The scene: The locker room of "Slick", a team named after its owner. The players' uniforms are as creative as the team name -- a drab shade of gray with a thin black stripe down the trouser leg. The letters of the team name are feebly ironed on the front of the jersey, in small Helvetica letters, printed from an Epson inkjet that was purchased on sale at Sam's Club.

Lance Berkman sits on two cinder blocks in the locker room, which is dimly lit by a single, yellow light bulb that hangs from a chain in the ceiling. He glances at Gil Meche, who is attempting to re-fasten the "c" to his jersy with a safety pin.

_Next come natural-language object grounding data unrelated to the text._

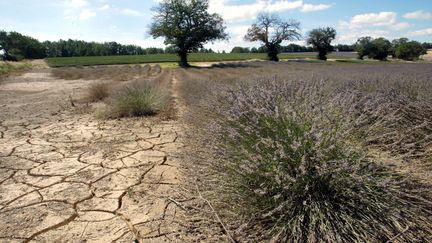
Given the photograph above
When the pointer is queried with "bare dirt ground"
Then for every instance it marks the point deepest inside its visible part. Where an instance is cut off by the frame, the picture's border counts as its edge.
(65, 176)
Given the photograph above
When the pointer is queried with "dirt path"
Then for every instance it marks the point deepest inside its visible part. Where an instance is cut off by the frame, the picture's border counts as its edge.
(68, 177)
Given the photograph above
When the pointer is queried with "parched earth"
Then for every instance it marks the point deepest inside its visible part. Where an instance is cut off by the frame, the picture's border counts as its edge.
(66, 176)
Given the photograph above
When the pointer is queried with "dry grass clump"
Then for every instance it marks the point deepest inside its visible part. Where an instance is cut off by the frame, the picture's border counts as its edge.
(139, 99)
(291, 159)
(117, 73)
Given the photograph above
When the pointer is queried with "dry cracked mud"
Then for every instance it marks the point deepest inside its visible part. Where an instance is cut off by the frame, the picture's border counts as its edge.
(67, 177)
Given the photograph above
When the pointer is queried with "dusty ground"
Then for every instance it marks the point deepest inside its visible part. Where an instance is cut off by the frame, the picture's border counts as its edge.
(65, 176)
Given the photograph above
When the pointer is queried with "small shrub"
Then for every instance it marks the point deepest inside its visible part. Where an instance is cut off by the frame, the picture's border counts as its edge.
(139, 99)
(289, 160)
(98, 92)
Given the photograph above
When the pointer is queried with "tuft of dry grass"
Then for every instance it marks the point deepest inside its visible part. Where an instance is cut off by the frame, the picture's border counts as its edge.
(97, 92)
(139, 99)
(287, 157)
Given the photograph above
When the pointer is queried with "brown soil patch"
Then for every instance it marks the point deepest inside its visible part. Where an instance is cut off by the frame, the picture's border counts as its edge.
(65, 176)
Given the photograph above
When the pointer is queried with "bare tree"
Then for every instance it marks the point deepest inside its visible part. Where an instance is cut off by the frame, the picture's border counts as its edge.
(271, 30)
(186, 26)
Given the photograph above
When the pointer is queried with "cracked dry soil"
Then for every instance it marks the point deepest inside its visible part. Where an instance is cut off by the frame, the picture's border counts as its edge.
(70, 178)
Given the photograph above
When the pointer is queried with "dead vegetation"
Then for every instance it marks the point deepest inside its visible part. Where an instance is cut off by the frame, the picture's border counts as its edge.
(115, 73)
(142, 90)
(308, 152)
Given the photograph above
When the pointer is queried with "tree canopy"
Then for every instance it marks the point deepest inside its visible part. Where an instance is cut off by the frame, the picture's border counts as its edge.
(272, 31)
(321, 39)
(186, 26)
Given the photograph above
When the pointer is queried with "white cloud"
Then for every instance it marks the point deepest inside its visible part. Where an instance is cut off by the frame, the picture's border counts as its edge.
(422, 32)
(315, 7)
(105, 7)
(86, 14)
(76, 3)
(381, 19)
(400, 26)
(231, 12)
(130, 12)
(419, 14)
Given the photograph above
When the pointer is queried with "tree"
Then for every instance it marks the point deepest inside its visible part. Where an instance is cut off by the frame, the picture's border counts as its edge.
(186, 25)
(363, 46)
(321, 39)
(410, 50)
(395, 45)
(272, 31)
(380, 49)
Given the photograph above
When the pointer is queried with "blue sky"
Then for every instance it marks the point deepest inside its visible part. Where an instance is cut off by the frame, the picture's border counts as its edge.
(127, 21)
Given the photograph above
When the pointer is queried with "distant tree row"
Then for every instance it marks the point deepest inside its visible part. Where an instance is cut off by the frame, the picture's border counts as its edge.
(381, 48)
(17, 46)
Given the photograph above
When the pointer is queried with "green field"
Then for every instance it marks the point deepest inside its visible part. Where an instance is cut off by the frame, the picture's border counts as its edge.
(194, 57)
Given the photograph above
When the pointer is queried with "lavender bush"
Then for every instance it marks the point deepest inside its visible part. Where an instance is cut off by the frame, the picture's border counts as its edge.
(289, 153)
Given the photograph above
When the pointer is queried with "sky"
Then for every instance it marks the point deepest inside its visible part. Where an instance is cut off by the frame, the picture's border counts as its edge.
(128, 21)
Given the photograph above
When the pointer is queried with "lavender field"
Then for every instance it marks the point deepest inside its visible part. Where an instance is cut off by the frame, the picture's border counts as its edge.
(304, 152)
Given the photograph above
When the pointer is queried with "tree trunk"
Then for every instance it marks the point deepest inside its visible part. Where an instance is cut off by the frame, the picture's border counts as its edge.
(183, 59)
(272, 52)
(322, 55)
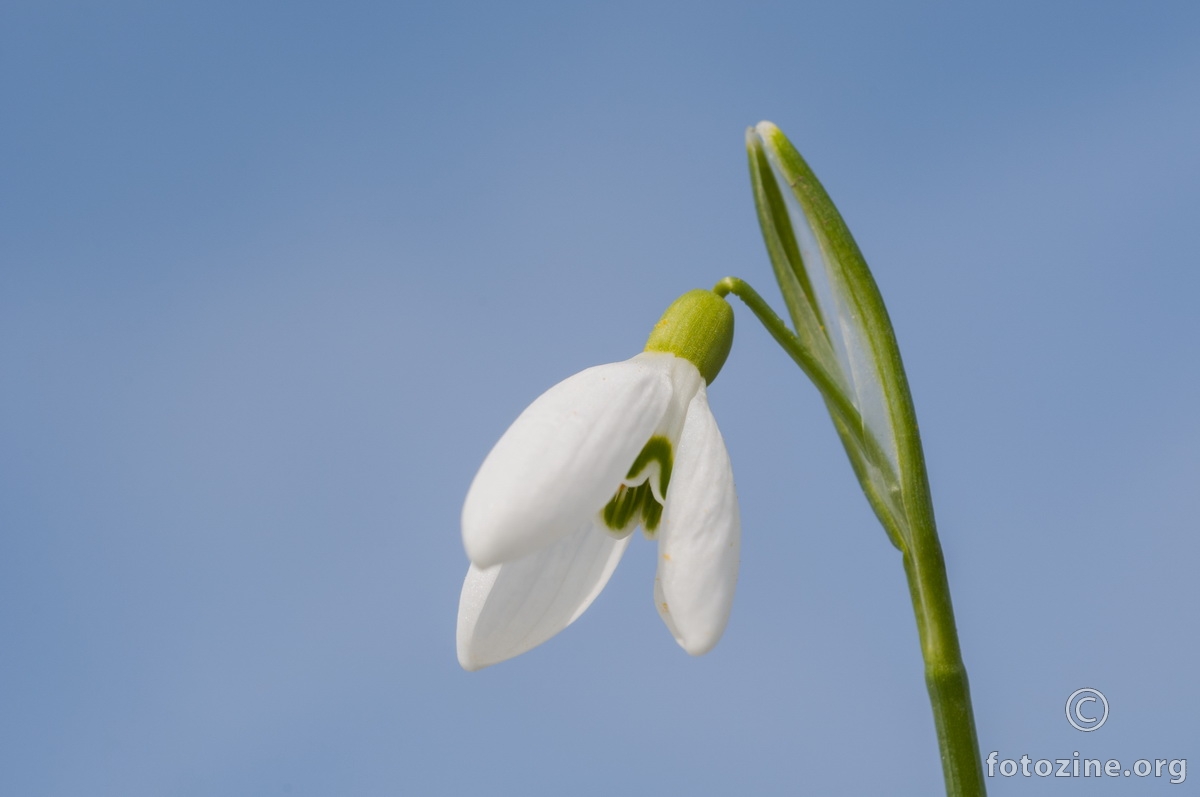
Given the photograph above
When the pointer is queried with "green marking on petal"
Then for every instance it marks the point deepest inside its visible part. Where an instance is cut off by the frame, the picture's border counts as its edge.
(658, 449)
(633, 504)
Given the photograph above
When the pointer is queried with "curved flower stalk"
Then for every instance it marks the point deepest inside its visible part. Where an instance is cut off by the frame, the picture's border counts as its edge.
(553, 507)
(844, 341)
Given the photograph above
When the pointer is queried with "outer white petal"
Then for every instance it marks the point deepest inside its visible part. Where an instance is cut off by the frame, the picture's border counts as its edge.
(563, 459)
(701, 535)
(511, 607)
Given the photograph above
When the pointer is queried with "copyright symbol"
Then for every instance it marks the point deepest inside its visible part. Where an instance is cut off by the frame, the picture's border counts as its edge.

Berkman: Hey Gil, any idea why [Michael] Cuddyer is playing again today?
Meche: No. He just keeps getting penciled into the lineup. Again and again.
Berkman: I don't get it. He's -- he's in no shape to play.

Berkman shifts his eyes to the corner of the locker room. He looks back at Meche. Then again the the corner of the locker room. Meche follows his gaze.

There we see Michael Cuddyer, slumped into the corner. He is not breathing. He also has a dislocated right index finger.

Young outfielder Luke Scott sits nearby. He has not played in a game this season for Slick. The team has also failed to provide him with shoes, so his brown loafers starkly clash with the ill-fitting, gray polyester uniforms.

Scott: I don't know why I can't get into the lineup. I know it's early, but I have a 1.061 OPS.
Jim Thome: Sample size, my friend. You know how savvy Slick is about those kinds of statistical trends.
[everyone laughs]
Joe Nathan: Hey, speaking of Slick. Where has he been lately?
Joba Chamberlain: I don't know. I haven't seen him since April 5.
Juan Pierre: Yeah, he just came in that day and filled out a lineup card, left it on the table, and said we should follow it until further notice.
Dontrelle Willis: Yeah, I've been the top starter all season, and I'm hurt.
Nathan: Also, you suck!
[more uproarious laughter]

The room quickly quiets. Moments of levity are rare for a team that has been abandoned by its management. Players whisper about wanting trades to better teams like Uncle Phil and Fukkake.

Near the front of the clubhouse, Albert Pujols picks at the pre-game food spread, which consists of a jar of olives, a half-eaten box of off-brand Triscuits and two packages of bologna, both past their use-by date.

Adrian Beltre sits near his locker. He softly weeps.

When asked why he cries, Beltre talks of his lost passion for the game.

"I used to love baseball," he says. "I used to have such fire. But playing here, it is like a death sentence. I feel dead inside. I can't even get an erection anymore. My wife is totally unsatisfied with my sexual performance, and I fear that she is now cheating on me with other men."

Jered Weaver, the current staff ace, says he just wants to know someone cares.

"We haven't brought in one new player all year," he says, pulling on an old sanitary sock. Worn by time, the sock rips and Weaver's toe pokes through.

"I just want to know that someone in the front office cares. All of the other teams are trying to compete; they're making changes. We have some talent here, but nothing is happening. It's like no one believes in us."

He adds, "I can't get a boner either, dude. I think it might be that old-ass bologna."

Just another day for the players of Slick.

5 comments:

Anonymous said...

BEST.
POST.
EVER.

-Tomke

Anonymous said...

In a rare moment of weakness I decided to check this blog, and holy shit is that funny. Why can't we find someone to pay you to do this more often?

-andy

lonewolf said...

I concur with the "uproarious laughter."

JR said...

Slick. Served.

Edwin said...

i think he's mad no one wanted carlos delgado.